In vitro synergistic activity of fosfomycin in combination with meropenem, amikacin and colistin against OXA-48 and/or NDM-producing Klebsiella pneumoniae

Objective: Carbapenemase-producing Klebsiella pneumoniae (CPKp) infections are increasing worldwide. We investigated the in vitro synergistic activity of fosfomycin (FOS) with meropenem (MRP), amikacin (AMK) and colistin (COL) against OXA-48 and/or New Delhi metallo-beta-lactamase (NDM)-producing Kp blood isolates. Materials and Methods: Seventeen CPKp blood isolates were studied. The broth microdilution method was used for COL, MRP and AMK susceptibilities, while agar dilution for FOS. Synergy was tested by agar dilution chequerboard technique and also was confirmed by a time-kill assay for FOS/MRP and FOS/COL using three representative isolates that were found to be synergistic.
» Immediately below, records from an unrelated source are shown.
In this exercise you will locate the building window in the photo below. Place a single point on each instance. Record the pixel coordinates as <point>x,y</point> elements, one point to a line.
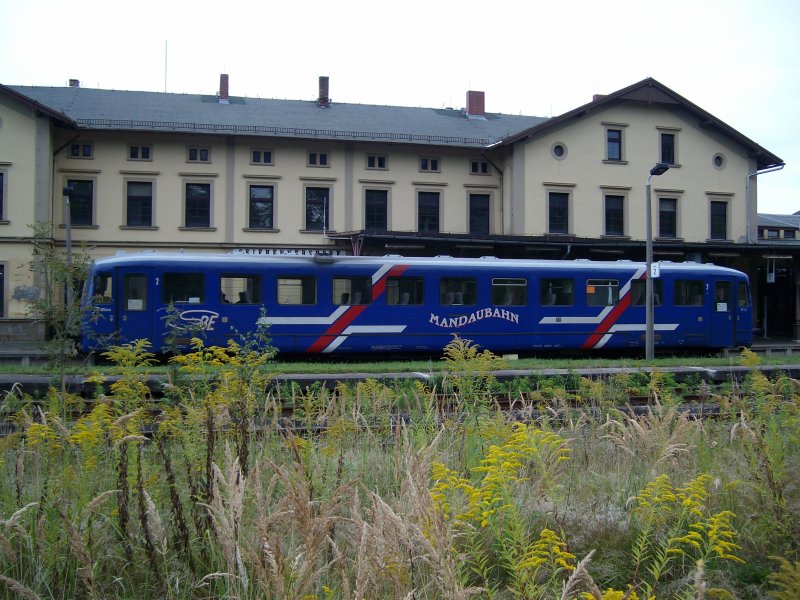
<point>198,205</point>
<point>428,211</point>
<point>479,214</point>
<point>376,204</point>
<point>377,161</point>
<point>139,204</point>
<point>668,217</point>
<point>240,289</point>
<point>261,207</point>
<point>719,220</point>
<point>479,167</point>
<point>405,291</point>
<point>140,152</point>
<point>668,148</point>
<point>318,159</point>
<point>429,164</point>
<point>260,156</point>
<point>348,291</point>
<point>81,150</point>
<point>615,215</point>
<point>197,154</point>
<point>81,201</point>
<point>613,144</point>
<point>558,212</point>
<point>2,195</point>
<point>297,290</point>
<point>317,209</point>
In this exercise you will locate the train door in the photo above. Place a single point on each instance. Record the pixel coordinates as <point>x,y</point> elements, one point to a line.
<point>135,306</point>
<point>723,317</point>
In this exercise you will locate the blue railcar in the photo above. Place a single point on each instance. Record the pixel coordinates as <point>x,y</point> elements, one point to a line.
<point>391,304</point>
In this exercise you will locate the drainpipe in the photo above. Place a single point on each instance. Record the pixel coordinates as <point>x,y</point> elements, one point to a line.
<point>749,200</point>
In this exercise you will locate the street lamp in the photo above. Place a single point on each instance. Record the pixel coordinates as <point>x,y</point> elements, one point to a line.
<point>658,169</point>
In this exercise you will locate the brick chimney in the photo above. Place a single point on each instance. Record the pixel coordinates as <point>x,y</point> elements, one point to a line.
<point>223,88</point>
<point>476,106</point>
<point>324,99</point>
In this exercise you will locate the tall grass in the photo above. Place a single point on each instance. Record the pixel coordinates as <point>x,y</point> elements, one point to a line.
<point>226,497</point>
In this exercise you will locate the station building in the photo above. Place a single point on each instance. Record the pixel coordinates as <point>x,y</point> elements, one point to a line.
<point>148,171</point>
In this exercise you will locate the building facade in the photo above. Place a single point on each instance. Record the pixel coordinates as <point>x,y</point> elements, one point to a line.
<point>140,171</point>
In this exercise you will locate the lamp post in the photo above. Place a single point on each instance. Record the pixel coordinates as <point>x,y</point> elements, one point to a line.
<point>658,169</point>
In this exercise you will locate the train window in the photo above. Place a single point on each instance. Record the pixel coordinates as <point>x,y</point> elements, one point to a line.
<point>457,290</point>
<point>639,292</point>
<point>240,289</point>
<point>743,295</point>
<point>556,292</point>
<point>405,290</point>
<point>103,288</point>
<point>183,287</point>
<point>689,292</point>
<point>602,292</point>
<point>134,291</point>
<point>722,296</point>
<point>297,290</point>
<point>509,291</point>
<point>352,290</point>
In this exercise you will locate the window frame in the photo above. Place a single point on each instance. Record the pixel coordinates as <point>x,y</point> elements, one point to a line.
<point>199,150</point>
<point>93,206</point>
<point>376,158</point>
<point>139,148</point>
<point>326,214</point>
<point>250,225</point>
<point>471,210</point>
<point>429,195</point>
<point>368,210</point>
<point>262,152</point>
<point>714,220</point>
<point>676,201</point>
<point>551,196</point>
<point>429,164</point>
<point>126,207</point>
<point>321,159</point>
<point>480,167</point>
<point>608,216</point>
<point>3,195</point>
<point>82,151</point>
<point>186,184</point>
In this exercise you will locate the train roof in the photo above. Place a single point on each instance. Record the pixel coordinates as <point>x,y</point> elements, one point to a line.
<point>241,259</point>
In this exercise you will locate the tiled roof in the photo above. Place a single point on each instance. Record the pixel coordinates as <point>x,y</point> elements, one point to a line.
<point>154,111</point>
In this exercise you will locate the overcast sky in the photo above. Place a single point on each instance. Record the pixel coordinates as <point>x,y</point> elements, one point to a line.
<point>737,59</point>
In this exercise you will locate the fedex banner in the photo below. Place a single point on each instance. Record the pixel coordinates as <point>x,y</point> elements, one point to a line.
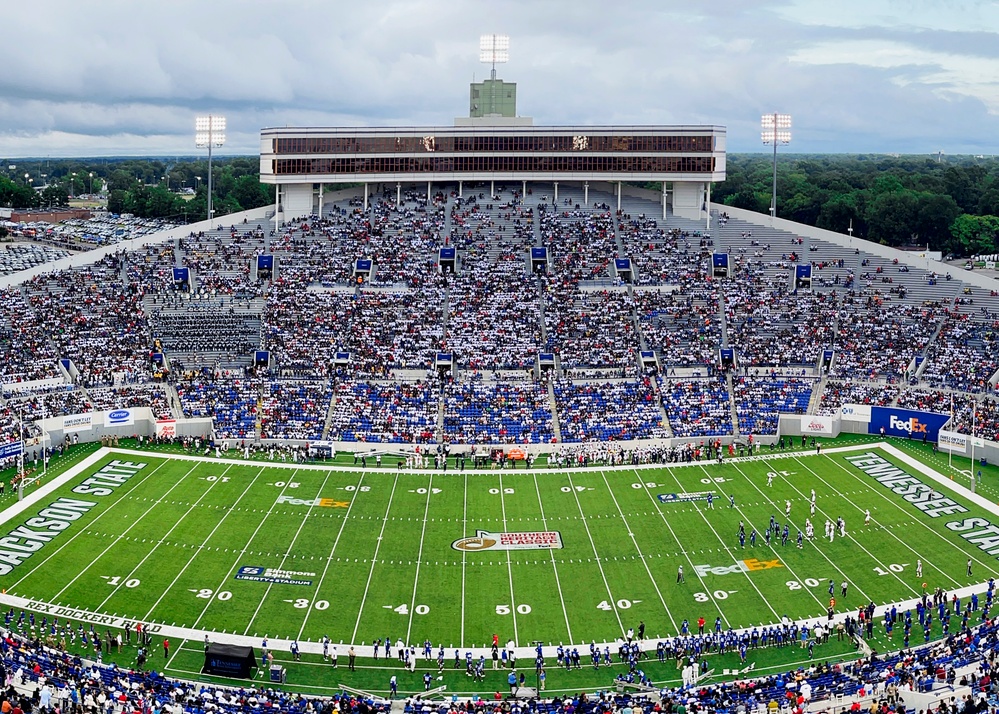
<point>824,425</point>
<point>952,441</point>
<point>906,422</point>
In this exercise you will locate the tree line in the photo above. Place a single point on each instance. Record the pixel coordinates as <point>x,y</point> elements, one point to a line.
<point>176,190</point>
<point>949,203</point>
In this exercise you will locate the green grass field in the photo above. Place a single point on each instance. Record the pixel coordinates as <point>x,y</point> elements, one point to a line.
<point>373,554</point>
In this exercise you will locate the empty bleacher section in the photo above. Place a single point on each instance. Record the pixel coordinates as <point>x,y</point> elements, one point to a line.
<point>697,407</point>
<point>394,412</point>
<point>295,410</point>
<point>964,355</point>
<point>611,411</point>
<point>760,400</point>
<point>95,320</point>
<point>28,355</point>
<point>879,339</point>
<point>232,402</point>
<point>352,356</point>
<point>482,412</point>
<point>836,393</point>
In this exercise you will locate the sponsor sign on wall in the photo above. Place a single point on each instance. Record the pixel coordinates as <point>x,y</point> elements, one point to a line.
<point>952,441</point>
<point>77,422</point>
<point>166,428</point>
<point>119,417</point>
<point>855,412</point>
<point>818,425</point>
<point>906,422</point>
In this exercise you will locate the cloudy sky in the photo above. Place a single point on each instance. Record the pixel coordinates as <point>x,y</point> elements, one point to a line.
<point>127,77</point>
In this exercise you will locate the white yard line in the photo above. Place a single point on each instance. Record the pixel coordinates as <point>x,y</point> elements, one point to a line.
<point>329,559</point>
<point>291,545</point>
<point>239,555</point>
<point>870,485</point>
<point>509,568</point>
<point>159,542</point>
<point>419,558</point>
<point>551,552</point>
<point>641,555</point>
<point>120,536</point>
<point>596,555</point>
<point>686,553</point>
<point>749,580</point>
<point>464,562</point>
<point>374,559</point>
<point>218,525</point>
<point>812,543</point>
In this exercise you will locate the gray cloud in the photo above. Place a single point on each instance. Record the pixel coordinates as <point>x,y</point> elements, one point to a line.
<point>128,76</point>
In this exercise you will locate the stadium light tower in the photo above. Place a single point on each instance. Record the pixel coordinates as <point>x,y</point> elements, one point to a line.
<point>209,132</point>
<point>493,49</point>
<point>776,130</point>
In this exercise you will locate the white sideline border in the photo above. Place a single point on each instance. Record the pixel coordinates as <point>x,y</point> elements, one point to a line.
<point>522,653</point>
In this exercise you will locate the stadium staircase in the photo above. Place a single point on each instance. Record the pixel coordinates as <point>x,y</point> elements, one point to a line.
<point>731,404</point>
<point>816,399</point>
<point>556,428</point>
<point>328,424</point>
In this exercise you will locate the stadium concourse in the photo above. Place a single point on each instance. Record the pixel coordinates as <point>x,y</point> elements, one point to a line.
<point>352,361</point>
<point>193,327</point>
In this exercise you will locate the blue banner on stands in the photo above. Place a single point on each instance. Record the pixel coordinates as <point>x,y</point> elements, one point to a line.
<point>9,450</point>
<point>906,422</point>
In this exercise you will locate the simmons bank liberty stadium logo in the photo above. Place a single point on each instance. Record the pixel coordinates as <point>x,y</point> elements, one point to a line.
<point>911,425</point>
<point>485,540</point>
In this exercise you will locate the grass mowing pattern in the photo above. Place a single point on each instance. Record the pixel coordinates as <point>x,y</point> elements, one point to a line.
<point>377,545</point>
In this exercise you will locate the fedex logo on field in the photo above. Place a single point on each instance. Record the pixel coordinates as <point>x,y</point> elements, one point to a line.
<point>740,566</point>
<point>911,425</point>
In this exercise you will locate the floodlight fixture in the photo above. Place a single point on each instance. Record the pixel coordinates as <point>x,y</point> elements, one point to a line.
<point>776,129</point>
<point>209,132</point>
<point>494,49</point>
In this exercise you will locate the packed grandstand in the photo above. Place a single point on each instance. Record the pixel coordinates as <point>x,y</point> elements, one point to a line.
<point>315,352</point>
<point>350,361</point>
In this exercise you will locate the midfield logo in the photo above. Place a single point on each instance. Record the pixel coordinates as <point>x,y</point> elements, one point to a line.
<point>740,566</point>
<point>484,540</point>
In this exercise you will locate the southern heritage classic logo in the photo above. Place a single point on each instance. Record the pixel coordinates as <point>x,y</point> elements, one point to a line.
<point>484,540</point>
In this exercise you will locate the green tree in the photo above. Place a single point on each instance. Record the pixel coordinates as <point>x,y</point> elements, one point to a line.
<point>893,217</point>
<point>975,234</point>
<point>55,195</point>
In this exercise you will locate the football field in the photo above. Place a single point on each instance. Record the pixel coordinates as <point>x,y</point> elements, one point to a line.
<point>203,546</point>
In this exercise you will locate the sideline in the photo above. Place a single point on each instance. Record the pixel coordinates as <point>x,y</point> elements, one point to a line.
<point>522,653</point>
Results: FOS in combination with MRP was found to be the most synergistic (15/17 strains, 88%), while 29% and 41% with AMK and COL, respectively. Antagonism was only determined in 2 isolates with the COL/FOS. Conclusions: The MRP/FOS combination demonstrated synergistic activity against CRKp, especially against the two common enzyme-producing isolates in Turkey (OXA-48 and NDM).